The National Union of Natural and Gas Workers (NUPENG) has expressed deep concern over the Executive Order by President Bola Tinubu mandating the Nigerian National Petroleum Company (NNPC) Limited to remit directly to the federation account.

In a statement signed by its president, Mr William Akporeha, over the weekend in Lagos, the union noted that the absence of detailed public engagement had naturally generated tension within the sector and heightened restiveness among workers, who are anxious to know how the new directive may affect their employment, welfare and job security, especially as it affects NNPC and other major operations in the oil and gas sector.

It pointed out that the industry remained the backbone of Nigeria’s economy, contributing significantly to national revenue, foreign exchange earnings, and employment.

The NUPENG president affirmed that any policy shift, particularly one introduced through an Executive Order, has far-reaching consequences for regulatory frameworks, Investment decisions, operational standards, and labour relations within the sector.

According to him, “there is an urgent need for clarity on the scope and objectives of the Executive Order -What precise reforms or adjustments does it introduce? “Its implications for the Petroleum Industry Act -Does the Order amend, interpret, or expand existing provisions under PIA?

“Impact on workers and existing labour agreements-Will it affect job security, conditions of service, Collective Bargaining agreements or ongoing restructuring processes within the industry? “Effects on indigenous participation and local content development -How will it affect Nigerian companies and employment opportunities for citizens?”

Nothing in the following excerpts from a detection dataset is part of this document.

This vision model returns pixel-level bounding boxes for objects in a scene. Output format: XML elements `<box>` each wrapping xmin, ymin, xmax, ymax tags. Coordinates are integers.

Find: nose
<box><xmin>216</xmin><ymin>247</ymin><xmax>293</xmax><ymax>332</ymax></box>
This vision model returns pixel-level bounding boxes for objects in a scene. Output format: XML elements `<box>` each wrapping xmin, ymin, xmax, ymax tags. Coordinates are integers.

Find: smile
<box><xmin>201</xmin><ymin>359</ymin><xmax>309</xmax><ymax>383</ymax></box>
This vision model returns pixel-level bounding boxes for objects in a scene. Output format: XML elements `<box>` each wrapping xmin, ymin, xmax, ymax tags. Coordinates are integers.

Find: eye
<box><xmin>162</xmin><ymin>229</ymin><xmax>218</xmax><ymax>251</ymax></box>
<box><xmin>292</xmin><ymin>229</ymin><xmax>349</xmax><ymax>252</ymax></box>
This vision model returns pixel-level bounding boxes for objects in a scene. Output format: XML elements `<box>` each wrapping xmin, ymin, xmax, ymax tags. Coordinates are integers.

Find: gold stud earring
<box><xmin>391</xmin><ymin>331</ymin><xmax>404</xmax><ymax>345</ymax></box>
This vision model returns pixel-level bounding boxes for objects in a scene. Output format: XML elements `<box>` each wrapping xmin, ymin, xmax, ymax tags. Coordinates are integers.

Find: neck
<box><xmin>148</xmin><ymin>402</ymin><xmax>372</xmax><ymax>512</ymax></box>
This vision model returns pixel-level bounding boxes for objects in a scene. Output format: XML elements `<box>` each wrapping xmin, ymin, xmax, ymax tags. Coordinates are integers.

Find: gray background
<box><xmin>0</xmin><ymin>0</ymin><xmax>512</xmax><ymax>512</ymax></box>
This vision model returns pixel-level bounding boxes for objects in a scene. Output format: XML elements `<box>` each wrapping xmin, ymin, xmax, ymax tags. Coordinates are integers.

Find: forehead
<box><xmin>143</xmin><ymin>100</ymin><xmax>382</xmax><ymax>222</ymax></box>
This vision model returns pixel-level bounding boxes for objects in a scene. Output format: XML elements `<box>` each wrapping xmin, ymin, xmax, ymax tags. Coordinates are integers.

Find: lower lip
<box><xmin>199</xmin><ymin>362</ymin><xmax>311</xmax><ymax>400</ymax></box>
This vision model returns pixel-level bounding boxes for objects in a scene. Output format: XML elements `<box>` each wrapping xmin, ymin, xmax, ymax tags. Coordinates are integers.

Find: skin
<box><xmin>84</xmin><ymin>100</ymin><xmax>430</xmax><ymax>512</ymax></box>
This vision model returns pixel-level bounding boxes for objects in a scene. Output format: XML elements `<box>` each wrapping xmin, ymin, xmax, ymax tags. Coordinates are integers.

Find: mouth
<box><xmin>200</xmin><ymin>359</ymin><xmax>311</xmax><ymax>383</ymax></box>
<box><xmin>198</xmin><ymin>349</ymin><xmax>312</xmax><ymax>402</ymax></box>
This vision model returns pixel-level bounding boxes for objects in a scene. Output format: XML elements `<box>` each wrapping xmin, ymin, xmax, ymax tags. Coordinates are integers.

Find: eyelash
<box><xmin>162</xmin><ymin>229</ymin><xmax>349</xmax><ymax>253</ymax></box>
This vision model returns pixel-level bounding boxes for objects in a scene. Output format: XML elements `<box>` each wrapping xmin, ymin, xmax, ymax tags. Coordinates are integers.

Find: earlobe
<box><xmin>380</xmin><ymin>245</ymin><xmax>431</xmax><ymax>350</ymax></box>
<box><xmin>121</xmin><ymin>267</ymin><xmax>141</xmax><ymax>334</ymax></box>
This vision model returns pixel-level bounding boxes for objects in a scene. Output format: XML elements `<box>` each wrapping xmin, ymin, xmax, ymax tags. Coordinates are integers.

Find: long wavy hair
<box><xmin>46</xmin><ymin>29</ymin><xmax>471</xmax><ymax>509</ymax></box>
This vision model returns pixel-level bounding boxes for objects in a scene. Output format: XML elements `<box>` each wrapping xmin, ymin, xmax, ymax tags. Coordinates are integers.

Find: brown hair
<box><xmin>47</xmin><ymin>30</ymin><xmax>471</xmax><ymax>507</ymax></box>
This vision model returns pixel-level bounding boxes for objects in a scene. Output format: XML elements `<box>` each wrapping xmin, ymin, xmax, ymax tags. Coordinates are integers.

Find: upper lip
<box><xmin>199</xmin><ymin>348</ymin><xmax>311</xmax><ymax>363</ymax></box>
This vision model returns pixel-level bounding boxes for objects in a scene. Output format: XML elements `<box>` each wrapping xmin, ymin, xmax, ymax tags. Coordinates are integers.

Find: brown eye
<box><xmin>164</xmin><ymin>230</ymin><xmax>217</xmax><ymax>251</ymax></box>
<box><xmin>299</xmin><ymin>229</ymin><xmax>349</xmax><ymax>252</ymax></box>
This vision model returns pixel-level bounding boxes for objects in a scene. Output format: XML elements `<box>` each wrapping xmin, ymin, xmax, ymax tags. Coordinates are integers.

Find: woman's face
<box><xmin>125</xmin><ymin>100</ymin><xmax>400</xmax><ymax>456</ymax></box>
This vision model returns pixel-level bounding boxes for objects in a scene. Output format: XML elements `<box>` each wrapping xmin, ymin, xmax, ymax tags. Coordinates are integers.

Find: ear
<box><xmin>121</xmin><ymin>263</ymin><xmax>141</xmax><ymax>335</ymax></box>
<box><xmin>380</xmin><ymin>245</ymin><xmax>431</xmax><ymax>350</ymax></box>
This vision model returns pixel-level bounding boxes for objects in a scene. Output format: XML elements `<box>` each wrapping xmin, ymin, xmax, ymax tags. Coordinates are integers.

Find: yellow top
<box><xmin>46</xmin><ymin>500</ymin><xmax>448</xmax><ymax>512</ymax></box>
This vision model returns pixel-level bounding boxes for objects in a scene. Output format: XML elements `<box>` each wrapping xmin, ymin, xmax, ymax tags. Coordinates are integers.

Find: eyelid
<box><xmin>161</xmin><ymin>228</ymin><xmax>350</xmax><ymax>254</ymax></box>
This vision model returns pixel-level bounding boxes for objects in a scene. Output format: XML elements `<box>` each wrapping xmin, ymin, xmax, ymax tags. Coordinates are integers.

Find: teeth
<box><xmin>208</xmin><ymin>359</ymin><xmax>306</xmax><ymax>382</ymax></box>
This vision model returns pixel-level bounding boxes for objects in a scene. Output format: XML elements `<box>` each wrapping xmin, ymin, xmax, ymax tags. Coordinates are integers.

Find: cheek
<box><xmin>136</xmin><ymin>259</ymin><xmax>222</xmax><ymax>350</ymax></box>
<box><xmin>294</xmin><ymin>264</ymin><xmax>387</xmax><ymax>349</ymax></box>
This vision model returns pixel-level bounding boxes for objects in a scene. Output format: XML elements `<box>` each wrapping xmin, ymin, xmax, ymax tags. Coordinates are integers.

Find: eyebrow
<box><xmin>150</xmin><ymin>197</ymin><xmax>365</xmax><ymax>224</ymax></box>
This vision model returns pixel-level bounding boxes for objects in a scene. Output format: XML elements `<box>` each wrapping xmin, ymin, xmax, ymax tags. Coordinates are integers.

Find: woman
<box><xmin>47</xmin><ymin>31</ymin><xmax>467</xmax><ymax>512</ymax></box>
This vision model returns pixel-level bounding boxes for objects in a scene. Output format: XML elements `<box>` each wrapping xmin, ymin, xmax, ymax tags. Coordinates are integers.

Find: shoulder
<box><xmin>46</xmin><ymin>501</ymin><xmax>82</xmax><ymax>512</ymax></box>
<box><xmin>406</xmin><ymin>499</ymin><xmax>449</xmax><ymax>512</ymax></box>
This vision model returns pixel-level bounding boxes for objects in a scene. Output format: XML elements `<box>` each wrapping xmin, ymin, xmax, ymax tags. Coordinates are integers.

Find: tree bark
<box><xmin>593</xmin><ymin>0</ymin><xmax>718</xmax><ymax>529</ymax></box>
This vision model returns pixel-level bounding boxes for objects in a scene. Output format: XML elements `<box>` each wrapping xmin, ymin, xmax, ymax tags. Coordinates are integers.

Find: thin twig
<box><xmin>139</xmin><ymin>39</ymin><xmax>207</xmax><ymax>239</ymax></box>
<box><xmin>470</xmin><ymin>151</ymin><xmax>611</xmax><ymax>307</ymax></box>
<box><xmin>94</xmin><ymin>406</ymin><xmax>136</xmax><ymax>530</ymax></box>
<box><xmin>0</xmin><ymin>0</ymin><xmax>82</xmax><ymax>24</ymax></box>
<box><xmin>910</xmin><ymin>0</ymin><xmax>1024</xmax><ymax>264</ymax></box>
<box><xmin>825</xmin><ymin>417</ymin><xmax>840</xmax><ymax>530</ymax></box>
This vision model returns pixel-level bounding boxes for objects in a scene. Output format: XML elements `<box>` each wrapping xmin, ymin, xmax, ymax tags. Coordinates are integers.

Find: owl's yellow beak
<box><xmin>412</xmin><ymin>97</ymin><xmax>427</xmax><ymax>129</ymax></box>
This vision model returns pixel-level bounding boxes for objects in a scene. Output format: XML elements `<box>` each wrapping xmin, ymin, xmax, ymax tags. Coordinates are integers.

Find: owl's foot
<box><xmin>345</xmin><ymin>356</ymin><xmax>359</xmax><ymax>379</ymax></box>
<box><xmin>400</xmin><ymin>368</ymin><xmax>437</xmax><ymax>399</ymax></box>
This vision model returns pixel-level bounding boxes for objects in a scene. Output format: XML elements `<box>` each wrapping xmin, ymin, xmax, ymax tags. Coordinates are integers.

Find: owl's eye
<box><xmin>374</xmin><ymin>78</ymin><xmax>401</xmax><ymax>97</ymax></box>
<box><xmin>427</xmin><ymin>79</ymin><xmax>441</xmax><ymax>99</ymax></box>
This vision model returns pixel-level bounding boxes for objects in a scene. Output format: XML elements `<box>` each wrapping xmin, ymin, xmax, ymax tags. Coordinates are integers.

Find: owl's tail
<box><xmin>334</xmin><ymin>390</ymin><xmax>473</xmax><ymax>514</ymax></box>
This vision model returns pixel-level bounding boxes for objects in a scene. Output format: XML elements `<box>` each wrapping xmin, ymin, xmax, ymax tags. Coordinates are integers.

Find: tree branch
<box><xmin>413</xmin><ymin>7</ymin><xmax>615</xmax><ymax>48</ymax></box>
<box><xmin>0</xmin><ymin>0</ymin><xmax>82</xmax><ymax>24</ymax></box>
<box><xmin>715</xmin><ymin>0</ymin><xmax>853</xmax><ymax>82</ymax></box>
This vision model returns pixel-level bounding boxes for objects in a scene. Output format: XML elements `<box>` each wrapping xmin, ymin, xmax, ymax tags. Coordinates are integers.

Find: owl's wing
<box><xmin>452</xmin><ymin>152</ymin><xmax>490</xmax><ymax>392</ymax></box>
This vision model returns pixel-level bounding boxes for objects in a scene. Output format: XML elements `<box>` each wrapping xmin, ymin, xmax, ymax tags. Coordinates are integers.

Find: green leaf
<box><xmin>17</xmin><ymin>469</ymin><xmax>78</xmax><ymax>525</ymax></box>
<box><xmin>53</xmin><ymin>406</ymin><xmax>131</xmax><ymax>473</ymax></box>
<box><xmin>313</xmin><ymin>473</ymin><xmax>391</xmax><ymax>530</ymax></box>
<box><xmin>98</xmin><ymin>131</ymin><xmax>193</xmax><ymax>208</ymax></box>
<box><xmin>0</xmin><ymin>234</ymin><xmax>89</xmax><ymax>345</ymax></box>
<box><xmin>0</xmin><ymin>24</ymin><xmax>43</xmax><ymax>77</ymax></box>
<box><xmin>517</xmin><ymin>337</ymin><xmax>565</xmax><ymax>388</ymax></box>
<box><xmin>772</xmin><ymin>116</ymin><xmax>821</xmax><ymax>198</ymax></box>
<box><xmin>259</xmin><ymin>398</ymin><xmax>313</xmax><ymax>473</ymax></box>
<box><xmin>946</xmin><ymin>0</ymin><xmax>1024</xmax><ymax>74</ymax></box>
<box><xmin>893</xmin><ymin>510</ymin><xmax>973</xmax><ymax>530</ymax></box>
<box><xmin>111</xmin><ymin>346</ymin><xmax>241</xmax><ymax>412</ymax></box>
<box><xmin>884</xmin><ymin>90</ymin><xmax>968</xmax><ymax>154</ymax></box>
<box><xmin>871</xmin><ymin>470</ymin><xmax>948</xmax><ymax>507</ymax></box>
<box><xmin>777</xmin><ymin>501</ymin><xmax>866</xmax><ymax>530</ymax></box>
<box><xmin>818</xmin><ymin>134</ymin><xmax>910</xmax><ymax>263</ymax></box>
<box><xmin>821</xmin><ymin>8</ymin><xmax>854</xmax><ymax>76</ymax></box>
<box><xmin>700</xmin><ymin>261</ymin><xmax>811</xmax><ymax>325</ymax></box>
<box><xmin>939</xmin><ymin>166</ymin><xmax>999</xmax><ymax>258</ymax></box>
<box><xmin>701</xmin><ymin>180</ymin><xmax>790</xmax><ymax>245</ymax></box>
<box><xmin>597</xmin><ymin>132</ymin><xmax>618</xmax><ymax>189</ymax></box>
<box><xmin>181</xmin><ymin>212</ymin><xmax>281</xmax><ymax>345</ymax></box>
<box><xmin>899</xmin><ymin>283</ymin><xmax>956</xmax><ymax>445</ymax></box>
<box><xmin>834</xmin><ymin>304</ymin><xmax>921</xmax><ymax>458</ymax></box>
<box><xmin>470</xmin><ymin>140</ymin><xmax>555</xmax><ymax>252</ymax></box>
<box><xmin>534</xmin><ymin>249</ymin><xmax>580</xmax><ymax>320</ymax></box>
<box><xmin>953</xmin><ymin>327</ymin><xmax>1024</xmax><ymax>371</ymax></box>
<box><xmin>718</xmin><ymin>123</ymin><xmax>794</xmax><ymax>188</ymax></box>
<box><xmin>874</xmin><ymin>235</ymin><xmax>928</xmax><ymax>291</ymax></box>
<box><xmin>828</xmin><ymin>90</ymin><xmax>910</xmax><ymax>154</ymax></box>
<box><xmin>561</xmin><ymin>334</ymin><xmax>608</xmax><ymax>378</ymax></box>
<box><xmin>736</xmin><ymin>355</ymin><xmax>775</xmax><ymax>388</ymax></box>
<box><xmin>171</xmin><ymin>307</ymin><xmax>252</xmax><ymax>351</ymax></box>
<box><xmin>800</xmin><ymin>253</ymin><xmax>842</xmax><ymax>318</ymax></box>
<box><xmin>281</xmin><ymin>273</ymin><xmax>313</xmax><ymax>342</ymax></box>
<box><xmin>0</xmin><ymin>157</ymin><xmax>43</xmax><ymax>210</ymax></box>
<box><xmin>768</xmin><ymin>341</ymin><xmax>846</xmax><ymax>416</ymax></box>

He warned that without proper consultation and explanation, misinterpretations of the Executive Order may spread across the industry, potentially destabilising operations and undermining industrial harmony that stakeholders have worked hard to sustain.

“Though our union remains committed to constructive engagement, national development and stability of the oil and gas sector, however, we are duty-bound and constitutionally bound to protect the rights and welfare and job security of our members whose livelihoods depend on a clear, fair and predictable policy framework,” Mr Akporeha further stated.